Scoring tagged documents with custom scores

Hey folks,

We're interested in customizing ElasticSearch relevance scoring by using our own relevance values for each tag that was added to a document. We're still early in our exploration process but would appreciate some guidance on how to best achieve this with ElasticSearch (and whether it is possible).

Given this document:

{
  "id": "10252",
  "popularity_score": "1.28",
  "tags": [
    {
      "tag": "beach",
      "relevance": "0.7"
    },
    {
      "tag": "illustration",
      "relevance": "0.3"
    },
    {
      "tag": "california",
      "relevance": "0.9"
    },
  ]
}

and given the following query:

"query" : "beach illustration"

We would like the score for this document to be:

"score" = mean(relevance) * popularity_score
        = mean([0.7, 0.3]) * 1.28
        = 0.64

From our research, this sounds possible through nested queries and script score. However, the following case complicates things slightly:

For the same document, and the following query:

"query": "house illustration"

We would like the score to be:

"score" = mean([0, 0.3]) * 1.28

(since the document does not have the tag "house")

We wouldn't want to store all possible tags (>100k) on each document, and it sounds like the sparse vector data type would have been useful here -- however it appears to have been deprecated in 7.6.

Any guidance here (or even just if this is indeed possible to do) would be greatly appreciated. Thanks!

1 Like

There is a new datatype called rank_features that may help is your use-case. Queries on it are very efficient. However there is no possibility of custom scoring on features, there are only 3 available predefined functions on rank_features.

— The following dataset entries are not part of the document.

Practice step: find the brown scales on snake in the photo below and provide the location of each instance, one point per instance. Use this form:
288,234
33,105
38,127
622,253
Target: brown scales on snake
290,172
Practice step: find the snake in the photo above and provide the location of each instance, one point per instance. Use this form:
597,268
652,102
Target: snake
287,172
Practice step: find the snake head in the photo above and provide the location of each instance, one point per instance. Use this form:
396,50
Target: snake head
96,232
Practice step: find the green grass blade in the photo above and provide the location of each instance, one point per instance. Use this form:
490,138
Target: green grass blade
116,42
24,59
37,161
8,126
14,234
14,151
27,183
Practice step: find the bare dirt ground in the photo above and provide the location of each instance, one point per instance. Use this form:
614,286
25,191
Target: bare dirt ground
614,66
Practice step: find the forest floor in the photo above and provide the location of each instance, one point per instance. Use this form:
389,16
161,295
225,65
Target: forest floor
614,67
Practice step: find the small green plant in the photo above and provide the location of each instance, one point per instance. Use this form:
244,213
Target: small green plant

If you model your tags as rank_features, you can run the following query:

{
  "query": {
    "script_score": {
      "query": {
        "bool": {
          "should": [
            {
              "rank_feature": {
                "field": "tags.beach"
              }
            },
            {
              "rank_feature": {
                "field": "tags.illustration"
              }
            }
          ]
        }
      },
      "script": {
        "source": "_score * doc['popularity_score'].value"
      }
    }
  }
}

Note that, _score here will be calculated by default using saturation function.

We also currently discussing a possibility of using linear function for rank_features.

This topic was automatically closed 28 days after the last reply. New replies are no longer allowed.